Two of Spokane’s congressional leaders said Tuesday that they are critical of the decision by the Department of Veterans Affairs to continue to keep Dwayne Thurman on the payroll despite his being formally charged last week with first-degree manslaughter in the death of his wife.
Rep. Cathy McMorris Rodgers and Sen. Patty Murray both responded to inquiries by The Spokesman-Review following revelations that the VA continues to employ Dwayne Thurman at the VA Homeless Outreach Center, located in downtown Spokane.
“If someone is formally charged with a violent crime, that person should at a minimum be placed on administrative leave until the legal matter is resolved,” McMorris Rodgers said in an emailed statement. “Failure to do so means placing our nation’s heroes in the hands of someone potentially guilty of a terrible and heartbreaking act.”

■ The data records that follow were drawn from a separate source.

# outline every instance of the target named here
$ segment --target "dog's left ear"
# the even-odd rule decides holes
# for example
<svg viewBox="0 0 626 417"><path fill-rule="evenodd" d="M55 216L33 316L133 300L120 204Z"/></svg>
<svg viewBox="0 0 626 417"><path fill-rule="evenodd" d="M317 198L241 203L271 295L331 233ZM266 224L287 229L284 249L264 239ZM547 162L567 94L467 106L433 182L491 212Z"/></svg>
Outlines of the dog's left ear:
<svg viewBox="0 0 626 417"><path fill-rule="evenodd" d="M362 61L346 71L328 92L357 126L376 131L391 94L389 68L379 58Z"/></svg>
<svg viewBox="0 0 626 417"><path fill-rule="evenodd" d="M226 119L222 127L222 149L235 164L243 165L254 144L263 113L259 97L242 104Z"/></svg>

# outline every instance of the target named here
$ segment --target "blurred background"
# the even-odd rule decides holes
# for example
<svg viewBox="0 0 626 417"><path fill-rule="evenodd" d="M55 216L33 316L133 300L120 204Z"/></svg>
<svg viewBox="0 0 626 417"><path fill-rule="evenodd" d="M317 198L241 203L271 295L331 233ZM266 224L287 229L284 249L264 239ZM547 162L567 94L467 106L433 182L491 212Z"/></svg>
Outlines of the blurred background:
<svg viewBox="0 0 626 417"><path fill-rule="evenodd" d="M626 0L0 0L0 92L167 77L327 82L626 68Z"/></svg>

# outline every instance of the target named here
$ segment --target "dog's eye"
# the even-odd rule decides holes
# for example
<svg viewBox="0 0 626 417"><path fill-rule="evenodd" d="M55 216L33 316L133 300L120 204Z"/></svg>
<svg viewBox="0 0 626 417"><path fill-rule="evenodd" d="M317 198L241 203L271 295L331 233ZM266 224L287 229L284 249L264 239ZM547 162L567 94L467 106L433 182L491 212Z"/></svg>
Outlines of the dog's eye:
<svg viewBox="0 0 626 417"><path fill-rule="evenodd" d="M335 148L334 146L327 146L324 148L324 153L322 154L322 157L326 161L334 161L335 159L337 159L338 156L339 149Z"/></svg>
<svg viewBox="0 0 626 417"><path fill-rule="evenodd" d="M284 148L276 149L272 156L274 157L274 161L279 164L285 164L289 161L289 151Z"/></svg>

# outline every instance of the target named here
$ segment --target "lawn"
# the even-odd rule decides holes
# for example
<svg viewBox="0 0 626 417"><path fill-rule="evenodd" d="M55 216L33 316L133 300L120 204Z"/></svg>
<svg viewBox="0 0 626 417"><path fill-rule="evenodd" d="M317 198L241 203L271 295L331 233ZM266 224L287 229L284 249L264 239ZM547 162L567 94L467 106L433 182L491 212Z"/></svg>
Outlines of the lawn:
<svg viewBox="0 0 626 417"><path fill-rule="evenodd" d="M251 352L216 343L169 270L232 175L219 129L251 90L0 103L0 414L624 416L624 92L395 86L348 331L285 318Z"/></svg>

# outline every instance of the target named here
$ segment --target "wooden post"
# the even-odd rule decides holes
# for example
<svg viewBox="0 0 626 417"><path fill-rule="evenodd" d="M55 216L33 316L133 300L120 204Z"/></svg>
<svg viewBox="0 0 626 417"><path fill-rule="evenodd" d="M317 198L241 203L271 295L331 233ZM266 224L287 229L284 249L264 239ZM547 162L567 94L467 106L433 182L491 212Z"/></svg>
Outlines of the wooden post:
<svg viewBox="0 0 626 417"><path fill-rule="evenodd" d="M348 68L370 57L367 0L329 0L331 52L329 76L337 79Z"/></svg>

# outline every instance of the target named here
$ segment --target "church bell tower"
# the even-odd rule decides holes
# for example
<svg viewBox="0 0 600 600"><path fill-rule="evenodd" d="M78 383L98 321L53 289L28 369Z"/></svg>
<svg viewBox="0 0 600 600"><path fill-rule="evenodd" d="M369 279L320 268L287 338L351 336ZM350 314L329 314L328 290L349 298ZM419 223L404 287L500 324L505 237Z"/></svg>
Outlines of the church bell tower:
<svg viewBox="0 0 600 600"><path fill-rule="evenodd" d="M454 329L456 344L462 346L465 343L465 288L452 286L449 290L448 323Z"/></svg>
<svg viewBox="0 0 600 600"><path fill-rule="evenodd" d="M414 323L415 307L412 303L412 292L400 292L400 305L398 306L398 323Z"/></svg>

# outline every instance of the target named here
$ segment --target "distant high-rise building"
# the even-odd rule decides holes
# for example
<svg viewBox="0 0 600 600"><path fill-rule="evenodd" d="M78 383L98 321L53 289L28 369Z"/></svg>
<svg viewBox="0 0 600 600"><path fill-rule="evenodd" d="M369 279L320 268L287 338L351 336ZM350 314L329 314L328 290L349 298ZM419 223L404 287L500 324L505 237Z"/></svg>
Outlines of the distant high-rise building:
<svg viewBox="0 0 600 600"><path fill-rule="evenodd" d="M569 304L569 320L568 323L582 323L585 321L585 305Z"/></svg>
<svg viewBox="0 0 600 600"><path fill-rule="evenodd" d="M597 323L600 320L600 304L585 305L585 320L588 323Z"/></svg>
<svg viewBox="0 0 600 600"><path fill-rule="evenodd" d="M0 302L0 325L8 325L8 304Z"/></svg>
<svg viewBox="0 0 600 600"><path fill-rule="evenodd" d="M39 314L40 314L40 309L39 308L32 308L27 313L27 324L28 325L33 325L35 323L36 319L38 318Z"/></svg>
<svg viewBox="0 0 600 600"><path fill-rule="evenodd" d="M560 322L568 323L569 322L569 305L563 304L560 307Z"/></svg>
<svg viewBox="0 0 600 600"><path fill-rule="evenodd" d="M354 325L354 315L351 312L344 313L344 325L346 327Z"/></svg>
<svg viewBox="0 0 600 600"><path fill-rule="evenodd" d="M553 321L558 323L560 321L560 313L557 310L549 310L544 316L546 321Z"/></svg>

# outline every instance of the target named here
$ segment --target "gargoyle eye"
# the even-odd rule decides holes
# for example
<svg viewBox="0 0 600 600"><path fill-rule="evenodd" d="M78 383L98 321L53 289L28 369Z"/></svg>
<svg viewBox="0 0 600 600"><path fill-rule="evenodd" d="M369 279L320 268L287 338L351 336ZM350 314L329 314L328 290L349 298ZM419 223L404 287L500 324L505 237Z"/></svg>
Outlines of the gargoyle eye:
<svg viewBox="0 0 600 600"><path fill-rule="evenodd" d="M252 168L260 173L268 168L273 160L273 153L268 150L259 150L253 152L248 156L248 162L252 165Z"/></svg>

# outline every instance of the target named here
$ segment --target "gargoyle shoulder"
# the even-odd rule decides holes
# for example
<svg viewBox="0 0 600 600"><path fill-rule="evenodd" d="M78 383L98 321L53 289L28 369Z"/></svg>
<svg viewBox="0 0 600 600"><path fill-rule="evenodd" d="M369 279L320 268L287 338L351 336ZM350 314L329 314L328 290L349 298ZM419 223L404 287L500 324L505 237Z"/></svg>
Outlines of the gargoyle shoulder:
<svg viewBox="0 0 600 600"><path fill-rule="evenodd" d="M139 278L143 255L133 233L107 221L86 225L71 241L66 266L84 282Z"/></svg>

Murray would not comment about the specifics of the case, but also expressed concern for the Thurman’s employment situation.
“I would certainly have concerns if the VA were inappropriately keeping employees on staff or doing anything that could threaten the health or security of our veterans,” Murray said. “The first priority of the VA must always be meeting the needs of the men and women who have served our country and deserve our support. I am going to keep pushing them to make sure that principle guides their decision-making at every level, from quality of care to personnel decisions and more.”
Thurman, a former Lincoln County reserve deputy, pleaded not guilty last week and Superior Court Judge Annette Plese agreed with a recommendation from Deputy Spokane County Prosecutor John Love to allow Thurman to remain free without a bond pending his upcoming trial for first-degree manslaughter.
Thurman, who turns 44 on Thursday, shot his wife, Brenda Thurman, on Jan. 18, 2016, in their Spokane Valley home. Dwayne Thurman told investigators that he was trying to clean his wife’s gun, which he gave her months before as a gift, when it fired and struck her in the chest.
Thurman said the couple, which he claimed were both having extramarital affairs, took the gun on Jan. 17, 2016, to a gun range and said Brenda Thurman’s semi-automatic Glock .380 pistol was not functioning properly.
However, tests conducted some 16 months after the shooting by the Washington State Patrol Crime Laboratory found that the gun was working correctly, according to court records.
As part of his release conditions, Thurman was ordered to not possess any firearms. His defense attorney, Carl Oreskovich, said those guns were removed from Thurman’s home prior to his court appearance last week.
As for his client’s continued employment at the VA, Oreskovich said it is an “entirely appropriate decision.
“He works in the veteran outreach center for homeless veterans, does a good job and people shouldn’t be terminated simply on the basis of accusations,” Oreskovich said.
Brenda Thurman, 43, also was working for the VA as a counselor at the time she was shot. Her children, Michael Thurman and Gabrielle Corriette, have filed a wrongful death civil suit against Dwayne Thurman in a legal attempt to keep him from profiting from Brenda Thurman’s death.
McMorris Rodgers said the nation’s veterans “deserve to have the red carpet rolled out for them.
“We’ve seen stories like this popping up across the country, where employees at the VA who are involved in misconduct or crimes are not fired, or even worse are given a raise or promotion,” she said.
That’s why McMorris Rodgers said she supported legislation earlier this summer “to give the VA Secretary the ability to hold bad actors accountable.”
Bret Bowers, spokesman at Mann Grandstaff VA Medical Center, confirmed last week that Dwayne Thurman remains employed even after he was charged in the case.
Asked about his job title, how many years he’s worked for the VA and his current salary, Bowers responded: “I am not authorized to make any additional comment on this employee related issue.”
Private investigator Ted Pulver, who was hired to gather information for the civil suit, also questioned the VA’s decision to keep Thurman on the payroll.
“He’s going to have to, more than likely, shell out a helluva lot of money. I guess the more money he gets paid the better, from one aspect,” Pulver said. “It’s just another example of the bureaucracy and how some people get easygoing jobs and continue to keep them.”
On Tuesday, Oreskovich, as he has in the past, called the shooting of Brenda Thurman a “tragic accident.
“The tragedy would be further worsened by terminating him from his employment,” he said.